By Kate Daniel, Eagle Life Editor

Photo by Laura Jones Derik Nelson sings on Oct.12 for a fundraidser at the EWU music program as part of their “Take Chances” campus tour and as a favor to Sheila Woodward.
Photo by Laura Jones
Derik Nelson sings on Oct.12 for a fundraidser at the EWU music program as part of their “Take Chances” campus tour and as a favor to Sheila Woodward.

Derik Nelson, lead guitarist on the hit television show “Glee,” stopped by the EWU MPR on Oct. 11 to discuss his “Take Chances” tour and speak with students about the importance of arts education.

The following evening, Oct. 12, Nelson and his band also performed a 90-minute concert, to benefit the EWU music department.

Nelson and his team, three of whom have also been members of the “Glee” band, shared personal stories about growing up, pursuing their dreams, temporary failures and ultimate successes.

The “Take Chances” tour began about three weeks prior in Centralia, Wash. It is an effort by Nelson and his band-mates to raise $100,000 for 30 west coast schools’ music and arts programs. The money will help provide things like sheet music, instruments, instrumental repairs, stage repairs and the rights to plays and musicals.

Both events on Oct. 11 were free to EWU students, but tickets for the Oct. 12 performance were sold to the public for $15 apiece.

Sheila Woodward, chair and director of music education at EWU, explained that proceeds from the ticket sales will go towards bringing pop-music and songwriting classes to EWU, as well as helping benefit EWU’s high school arts outreach program.

Through the outreach program, Woodward said the EWU music department is working to develop and support music programs in local high schools.

EWU was the only university stop on the tour as a result of the band’s acquaintance with Woodward who once taught at the University of Southern California, where band members Nelson, Brian Hargrove and Jack Kovacs, are alumni.

Neither Nelson nor his bandmates are strangers to risk-taking.

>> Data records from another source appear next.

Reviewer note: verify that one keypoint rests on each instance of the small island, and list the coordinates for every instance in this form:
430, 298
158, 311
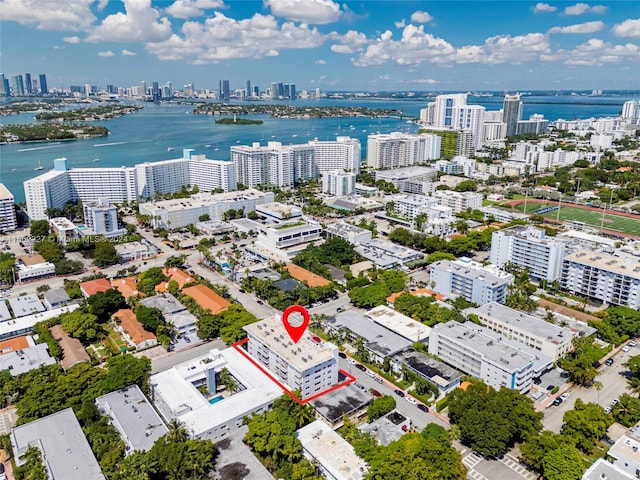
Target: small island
103, 112
238, 121
49, 132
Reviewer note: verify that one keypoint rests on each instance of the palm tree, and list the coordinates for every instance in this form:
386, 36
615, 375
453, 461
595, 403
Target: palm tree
177, 431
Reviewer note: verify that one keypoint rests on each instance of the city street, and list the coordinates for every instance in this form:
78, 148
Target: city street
613, 385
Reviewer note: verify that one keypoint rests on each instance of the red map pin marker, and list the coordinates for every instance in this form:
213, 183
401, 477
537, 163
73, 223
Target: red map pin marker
295, 332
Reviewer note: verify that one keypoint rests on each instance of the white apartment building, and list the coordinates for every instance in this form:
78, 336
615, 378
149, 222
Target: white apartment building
348, 232
285, 236
8, 221
469, 280
459, 201
338, 183
530, 248
101, 218
610, 279
470, 349
284, 165
345, 153
179, 212
549, 339
63, 184
310, 366
400, 149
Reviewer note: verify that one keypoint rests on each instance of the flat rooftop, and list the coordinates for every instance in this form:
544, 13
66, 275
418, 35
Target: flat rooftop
63, 445
401, 324
26, 305
331, 451
133, 416
377, 338
620, 265
345, 400
204, 200
473, 337
181, 399
471, 272
515, 318
438, 372
272, 333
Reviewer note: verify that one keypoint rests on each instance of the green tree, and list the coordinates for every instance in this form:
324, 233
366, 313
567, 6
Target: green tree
82, 325
585, 424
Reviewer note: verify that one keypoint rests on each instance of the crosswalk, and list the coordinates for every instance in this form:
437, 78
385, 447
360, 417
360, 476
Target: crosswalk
473, 459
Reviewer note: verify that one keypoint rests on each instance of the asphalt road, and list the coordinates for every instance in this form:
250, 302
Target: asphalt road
419, 418
613, 385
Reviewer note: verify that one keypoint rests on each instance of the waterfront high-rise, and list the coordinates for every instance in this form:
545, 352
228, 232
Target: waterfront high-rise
28, 86
400, 149
223, 90
43, 84
55, 188
511, 113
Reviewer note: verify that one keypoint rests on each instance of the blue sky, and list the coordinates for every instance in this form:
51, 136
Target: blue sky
361, 45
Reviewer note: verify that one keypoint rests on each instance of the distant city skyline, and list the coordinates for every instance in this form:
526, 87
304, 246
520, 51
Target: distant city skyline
369, 46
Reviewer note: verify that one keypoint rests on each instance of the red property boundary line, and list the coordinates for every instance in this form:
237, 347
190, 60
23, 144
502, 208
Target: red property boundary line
350, 378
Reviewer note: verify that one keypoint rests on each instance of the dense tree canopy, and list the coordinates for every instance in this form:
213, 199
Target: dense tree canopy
490, 420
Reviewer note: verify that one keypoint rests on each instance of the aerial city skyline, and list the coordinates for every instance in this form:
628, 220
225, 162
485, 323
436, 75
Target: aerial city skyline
350, 46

At the Oct. 11 event, members of the group took turns explaining how their belief in taking chances became both a personal mantra and the name for their tour. While discussing his personal journey from being high school student and aspiring electrical engineer to professional composer, touring keyboardist and musician for productions such as “Glee” and “Parenthood,” Hargrove referenced the words of Anais Nin who said, “Life shrinks or expands in proportion to one’s courage.”

Kovacs, who plays bass for the group, and Derik Nelson’s brother Dalten Nelson, who handles videography, said that it had always been vacs, who attended college with Derik Nelson, said that the “Take Chances” tour idea came about as he, Derik Nelson and Hargrove were about to graduate college and wanted to find a way to tour without being backed by a label, and without being limited to playing at coffee houses.

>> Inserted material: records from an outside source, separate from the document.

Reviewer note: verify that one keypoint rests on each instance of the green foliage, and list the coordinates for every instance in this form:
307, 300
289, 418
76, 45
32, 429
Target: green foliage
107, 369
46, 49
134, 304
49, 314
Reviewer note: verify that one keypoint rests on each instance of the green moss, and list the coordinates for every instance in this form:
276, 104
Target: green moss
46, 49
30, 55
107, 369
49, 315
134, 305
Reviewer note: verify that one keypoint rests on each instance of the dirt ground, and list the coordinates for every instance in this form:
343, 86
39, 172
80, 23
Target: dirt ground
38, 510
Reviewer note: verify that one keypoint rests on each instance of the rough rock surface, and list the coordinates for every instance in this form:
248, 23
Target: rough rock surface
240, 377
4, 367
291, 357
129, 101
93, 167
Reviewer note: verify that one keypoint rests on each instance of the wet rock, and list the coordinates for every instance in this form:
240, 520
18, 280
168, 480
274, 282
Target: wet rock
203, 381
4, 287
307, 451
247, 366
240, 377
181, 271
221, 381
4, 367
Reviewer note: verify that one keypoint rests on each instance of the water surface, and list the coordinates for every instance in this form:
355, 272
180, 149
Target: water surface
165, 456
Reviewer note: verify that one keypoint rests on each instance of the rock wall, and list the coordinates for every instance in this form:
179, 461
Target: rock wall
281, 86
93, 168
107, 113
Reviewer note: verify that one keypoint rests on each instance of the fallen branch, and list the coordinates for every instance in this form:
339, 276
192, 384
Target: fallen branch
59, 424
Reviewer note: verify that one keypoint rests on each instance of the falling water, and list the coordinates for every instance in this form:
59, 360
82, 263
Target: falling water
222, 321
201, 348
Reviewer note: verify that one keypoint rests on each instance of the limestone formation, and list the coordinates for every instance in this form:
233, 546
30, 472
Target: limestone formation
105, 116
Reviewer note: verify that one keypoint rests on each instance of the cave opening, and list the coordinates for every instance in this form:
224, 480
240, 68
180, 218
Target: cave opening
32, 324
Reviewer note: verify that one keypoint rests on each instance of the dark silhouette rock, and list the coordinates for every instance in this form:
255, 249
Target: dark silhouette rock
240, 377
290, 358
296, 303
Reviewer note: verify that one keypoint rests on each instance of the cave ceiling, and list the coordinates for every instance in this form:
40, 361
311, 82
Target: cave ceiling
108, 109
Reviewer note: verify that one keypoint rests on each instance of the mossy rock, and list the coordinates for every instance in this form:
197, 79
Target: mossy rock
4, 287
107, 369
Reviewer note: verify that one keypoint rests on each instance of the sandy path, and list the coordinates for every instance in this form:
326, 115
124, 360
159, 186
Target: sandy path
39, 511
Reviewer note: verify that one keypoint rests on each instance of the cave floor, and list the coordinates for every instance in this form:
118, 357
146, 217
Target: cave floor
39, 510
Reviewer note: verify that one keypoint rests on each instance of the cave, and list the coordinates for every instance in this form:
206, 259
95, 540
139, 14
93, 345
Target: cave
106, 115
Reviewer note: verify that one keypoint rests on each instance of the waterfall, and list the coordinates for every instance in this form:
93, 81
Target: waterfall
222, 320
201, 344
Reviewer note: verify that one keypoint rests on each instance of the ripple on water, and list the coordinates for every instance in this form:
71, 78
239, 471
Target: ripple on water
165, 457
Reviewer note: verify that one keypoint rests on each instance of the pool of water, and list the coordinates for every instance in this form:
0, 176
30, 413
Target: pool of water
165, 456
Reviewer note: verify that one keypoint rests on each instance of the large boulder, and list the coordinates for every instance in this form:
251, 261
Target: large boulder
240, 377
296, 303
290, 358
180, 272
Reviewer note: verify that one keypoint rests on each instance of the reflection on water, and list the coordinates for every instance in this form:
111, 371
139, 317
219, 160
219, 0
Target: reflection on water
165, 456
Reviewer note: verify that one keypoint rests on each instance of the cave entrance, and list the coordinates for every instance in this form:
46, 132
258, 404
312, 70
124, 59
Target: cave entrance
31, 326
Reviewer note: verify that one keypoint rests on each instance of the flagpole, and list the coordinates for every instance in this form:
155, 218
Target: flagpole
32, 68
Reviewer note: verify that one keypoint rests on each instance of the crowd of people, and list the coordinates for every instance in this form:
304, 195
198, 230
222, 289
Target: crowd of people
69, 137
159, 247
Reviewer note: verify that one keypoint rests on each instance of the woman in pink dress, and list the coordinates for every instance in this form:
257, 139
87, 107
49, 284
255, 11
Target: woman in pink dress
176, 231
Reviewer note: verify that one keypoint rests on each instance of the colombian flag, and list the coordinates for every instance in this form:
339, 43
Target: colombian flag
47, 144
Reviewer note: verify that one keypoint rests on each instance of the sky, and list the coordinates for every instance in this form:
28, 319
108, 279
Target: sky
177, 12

Kovacs said that the group wanted to do something bigger, and came up with the idea for a fundraiser as a way to give back to the community and incentivize students to get excited about arts education without the necessity of a label.

Derik Nelson said that for him the most gratifying part of the tour has been seeing the impact on students, getting feedback from students pursuing a career in music or wanting to learn a new instrument and bringing a sense of passion to the people who listen to them.

Kovacs said that many schools may not be aware of the importance of the arts departments and that students may feel left out as a result.

“I think they’ve been affected by the fact that the school as a whole is not entirely aware of what’s going on with the theater departments, the choir departments,” Kovacs said. “It’s kind of its own niche which has its own charm to it but they, as all artists, really care to share so they find themselves kind of pigeonholed.”

Derik Nelson said that one of the reasons he has been so grateful to be a part of the “Glee” crew is that the show helps to present kids and young people with positive messages about the value of the arts and being themselves.

“What I think about a show like ‘Glee’ is it enables kids and young people to be comfortable being themselves,” he said. “I think that’s a really important thing for our generation to realize is that the best person you can be is yourself, so having support for the arts only furthers a young person’s development in understanding and realizing who they are.”

At the Oct. 11 event, Riana Nelson, Derik Nelson and Dalten Nelson’s sister and touring band manager, explained that the mission of the “Take Chances” tour is more than simply fundraising.

“The impact that we want to make on this tour is not only to help schools fundraise but really impact students to realize that it is possible to define your own success, to set goals, to bring something new to your life by taking a chance and realizing that it’s not all failure,” she said.